In the first case, the balance point is at 40 cm from A. So, $l_1 = 40$ cm. The resistance in the left gap is $R_1$ and in the right gap is $R_2$. Applying the balance condition: $\frac{R_1}{R_2} = \frac{40}{100-40} = \frac{40}{60} = \frac{2}{3}$ This gives us the first equation: $3R_1 = 2R_2$.

In the second case, $R_2$ is shunted by a resistance of 10 $\Omega$. When a resistance $R_s$ is shunted with $R_2$, the equivalent resistance is given by the parallel combination formula: $R_{2,eq} = \frac{R_2 \times R_s}{R_2 + R_s}$. Here, $R_s = 10 \Omega$. So, $R_{2,eq} = \frac{10R_2}{R_2 + 10}$. The balance point shifts to 50 cm from A. So, $l_2 = 50$ cm.
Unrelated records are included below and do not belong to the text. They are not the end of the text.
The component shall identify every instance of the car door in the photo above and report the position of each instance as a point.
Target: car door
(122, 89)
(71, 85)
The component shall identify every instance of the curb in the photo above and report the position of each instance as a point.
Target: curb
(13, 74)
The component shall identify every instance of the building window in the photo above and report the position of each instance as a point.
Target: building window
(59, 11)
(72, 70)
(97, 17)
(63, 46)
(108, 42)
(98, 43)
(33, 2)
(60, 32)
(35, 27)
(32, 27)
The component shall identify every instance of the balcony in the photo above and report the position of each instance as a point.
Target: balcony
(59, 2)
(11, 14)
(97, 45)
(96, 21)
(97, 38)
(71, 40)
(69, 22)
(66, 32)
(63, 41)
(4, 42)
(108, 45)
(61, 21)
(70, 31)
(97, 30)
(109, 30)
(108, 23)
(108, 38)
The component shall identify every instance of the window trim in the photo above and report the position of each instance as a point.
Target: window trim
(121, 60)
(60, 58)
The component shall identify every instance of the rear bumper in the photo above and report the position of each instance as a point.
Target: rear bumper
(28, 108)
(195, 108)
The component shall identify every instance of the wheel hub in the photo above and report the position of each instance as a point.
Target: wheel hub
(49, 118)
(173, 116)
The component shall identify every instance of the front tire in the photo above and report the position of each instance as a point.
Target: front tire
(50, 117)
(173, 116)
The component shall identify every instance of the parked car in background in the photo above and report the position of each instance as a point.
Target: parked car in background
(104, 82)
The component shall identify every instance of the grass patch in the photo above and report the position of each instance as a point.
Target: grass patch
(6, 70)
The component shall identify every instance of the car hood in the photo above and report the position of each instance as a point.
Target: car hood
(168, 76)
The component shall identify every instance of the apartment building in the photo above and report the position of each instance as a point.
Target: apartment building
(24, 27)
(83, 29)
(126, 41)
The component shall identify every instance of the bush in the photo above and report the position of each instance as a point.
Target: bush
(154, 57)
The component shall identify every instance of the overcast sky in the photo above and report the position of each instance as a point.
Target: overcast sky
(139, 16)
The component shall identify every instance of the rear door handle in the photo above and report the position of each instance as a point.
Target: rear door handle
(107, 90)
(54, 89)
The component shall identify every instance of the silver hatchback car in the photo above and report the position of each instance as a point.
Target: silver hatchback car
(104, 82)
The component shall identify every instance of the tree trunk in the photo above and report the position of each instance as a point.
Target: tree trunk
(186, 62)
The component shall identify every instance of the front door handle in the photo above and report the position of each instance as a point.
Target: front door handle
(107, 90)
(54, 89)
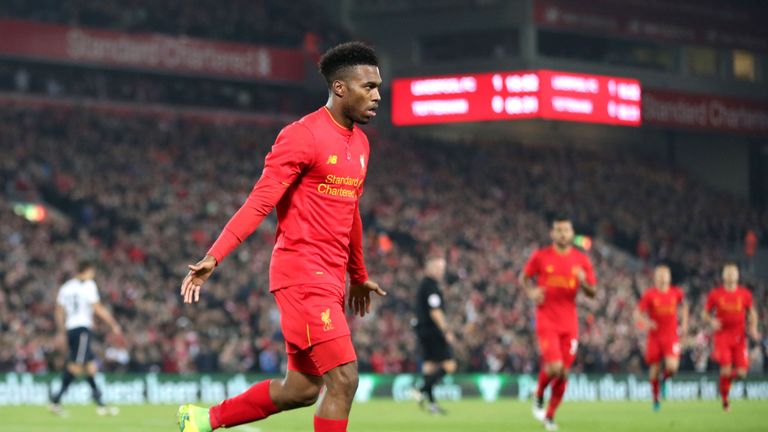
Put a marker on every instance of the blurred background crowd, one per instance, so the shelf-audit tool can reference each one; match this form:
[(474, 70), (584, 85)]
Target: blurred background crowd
[(144, 195)]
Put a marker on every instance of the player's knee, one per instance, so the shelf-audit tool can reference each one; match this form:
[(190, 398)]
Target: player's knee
[(344, 380), (306, 396)]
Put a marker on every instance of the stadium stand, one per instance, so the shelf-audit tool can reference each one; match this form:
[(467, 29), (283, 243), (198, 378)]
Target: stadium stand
[(142, 193)]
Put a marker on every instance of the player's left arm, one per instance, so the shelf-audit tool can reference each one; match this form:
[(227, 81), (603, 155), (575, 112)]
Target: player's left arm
[(356, 264), (587, 279), (754, 333), (61, 330), (684, 316), (103, 313)]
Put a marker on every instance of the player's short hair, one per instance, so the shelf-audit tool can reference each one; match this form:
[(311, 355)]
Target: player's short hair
[(333, 63), (84, 265), (559, 218)]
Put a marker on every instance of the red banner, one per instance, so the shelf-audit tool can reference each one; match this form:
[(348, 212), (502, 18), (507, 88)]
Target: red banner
[(150, 51), (704, 112), (516, 95), (687, 25)]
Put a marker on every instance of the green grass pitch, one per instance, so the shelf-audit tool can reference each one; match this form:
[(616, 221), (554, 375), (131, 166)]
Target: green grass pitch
[(386, 415)]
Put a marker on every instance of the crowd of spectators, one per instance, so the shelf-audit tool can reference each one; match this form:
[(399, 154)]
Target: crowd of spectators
[(285, 23), (144, 196)]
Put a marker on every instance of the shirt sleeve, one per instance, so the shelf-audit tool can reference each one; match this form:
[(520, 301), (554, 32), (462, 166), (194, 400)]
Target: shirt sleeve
[(434, 300), (532, 266), (60, 296), (291, 154), (590, 271), (644, 301), (356, 264), (93, 293), (711, 301)]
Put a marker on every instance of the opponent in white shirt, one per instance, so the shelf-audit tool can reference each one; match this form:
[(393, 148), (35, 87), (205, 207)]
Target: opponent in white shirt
[(76, 303)]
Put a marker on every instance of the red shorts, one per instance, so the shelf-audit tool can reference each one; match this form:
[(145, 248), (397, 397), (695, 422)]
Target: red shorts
[(659, 347), (731, 349), (317, 337), (558, 346)]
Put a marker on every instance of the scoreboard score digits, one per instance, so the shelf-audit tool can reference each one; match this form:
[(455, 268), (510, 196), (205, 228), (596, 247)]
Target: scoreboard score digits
[(516, 95)]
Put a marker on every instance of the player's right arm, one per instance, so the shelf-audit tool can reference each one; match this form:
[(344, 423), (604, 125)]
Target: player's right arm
[(532, 290), (641, 313), (60, 316), (705, 314), (291, 154)]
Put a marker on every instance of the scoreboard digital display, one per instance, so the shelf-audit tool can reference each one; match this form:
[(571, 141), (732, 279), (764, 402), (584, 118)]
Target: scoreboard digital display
[(516, 95)]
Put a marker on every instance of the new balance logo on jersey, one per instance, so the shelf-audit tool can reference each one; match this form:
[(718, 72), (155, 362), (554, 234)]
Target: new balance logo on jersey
[(325, 317)]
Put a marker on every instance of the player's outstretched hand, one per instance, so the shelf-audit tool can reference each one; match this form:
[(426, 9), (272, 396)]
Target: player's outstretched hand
[(198, 274), (360, 296)]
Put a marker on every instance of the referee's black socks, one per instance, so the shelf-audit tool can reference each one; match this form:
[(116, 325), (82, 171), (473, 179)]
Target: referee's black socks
[(94, 391), (430, 381)]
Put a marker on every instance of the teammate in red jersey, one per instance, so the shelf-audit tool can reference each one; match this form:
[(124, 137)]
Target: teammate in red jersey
[(314, 176), (730, 302), (657, 311), (552, 278)]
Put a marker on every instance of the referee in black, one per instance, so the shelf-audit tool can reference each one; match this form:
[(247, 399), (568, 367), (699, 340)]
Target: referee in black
[(433, 333)]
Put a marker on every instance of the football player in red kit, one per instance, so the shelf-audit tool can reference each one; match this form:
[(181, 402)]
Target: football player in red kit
[(552, 278), (731, 304), (657, 311), (314, 177)]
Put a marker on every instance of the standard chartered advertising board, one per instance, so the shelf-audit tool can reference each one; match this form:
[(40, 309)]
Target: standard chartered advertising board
[(23, 389)]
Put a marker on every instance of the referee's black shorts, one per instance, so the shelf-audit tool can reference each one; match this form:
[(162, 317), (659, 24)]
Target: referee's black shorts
[(434, 347), (79, 340)]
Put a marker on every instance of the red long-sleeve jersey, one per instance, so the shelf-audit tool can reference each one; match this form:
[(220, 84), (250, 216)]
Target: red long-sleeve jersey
[(314, 176)]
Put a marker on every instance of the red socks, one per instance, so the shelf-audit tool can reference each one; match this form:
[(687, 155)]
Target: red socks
[(558, 390), (725, 387), (328, 425), (544, 381), (655, 389), (256, 404), (251, 405)]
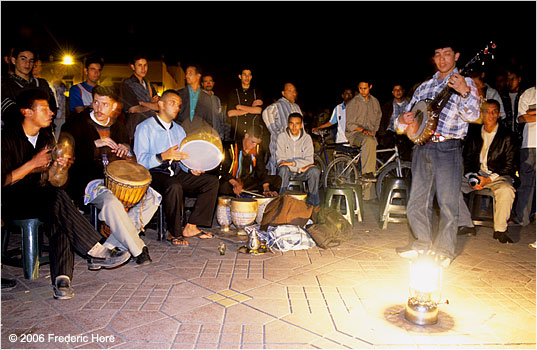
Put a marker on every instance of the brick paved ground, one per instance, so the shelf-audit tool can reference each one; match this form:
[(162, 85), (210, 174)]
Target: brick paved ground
[(352, 296)]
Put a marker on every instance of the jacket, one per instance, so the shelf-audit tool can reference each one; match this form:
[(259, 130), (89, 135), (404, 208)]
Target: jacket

The resistance in the left gap is still $R_1$, and in the right gap is $R_{2,eq}$. Applying the balance condition: $\frac{R_1}{R_{2,eq}} = \frac{50}{100-50} = \frac{50}{50} = 1$ This gives us the second equation: $R_1 = R_{2,eq}$.

Substitute the expression for $R_{2,eq}$ into the second equation: $R_1 = \frac{10R_2}{R_2 + 10}$.

Now we have a system of two equations:

1. $3R_1 = 2R_2 \implies R_1 = \frac{2}{3}R_2$
2. $R_1 = \frac{10R_2}{R_2 + 10}$

Substitute the expression for $R_1$ from equation (1) into equation (2): $\frac{2}{3}R_2 = \frac{10R_2}{R_2 + 10}$

Since $R_2$ is a resistance, it cannot be zero. We can divide both sides by $R_2$: $\frac{2}{3} = \frac{10}{R_2 + 10}$

Now, solve for $R_2$: $2(R_2 + 10) = 3 \times 10$ $2R_2 + 20 = 30$ $2R_2 = 30 - 20$ $2R_2 = 10$ $R_2 = 5 \Omega$

Now substitute the value of $R_2$ into the expression for $R_1$: $R_1 = \frac{2}{3}R_2 = \frac{2}{3} \times 5 = \frac{10}{3} \Omega$

Thus, $R_1 = \frac{10}{3} \Omega$ and $R_2 = 5 \Omega$.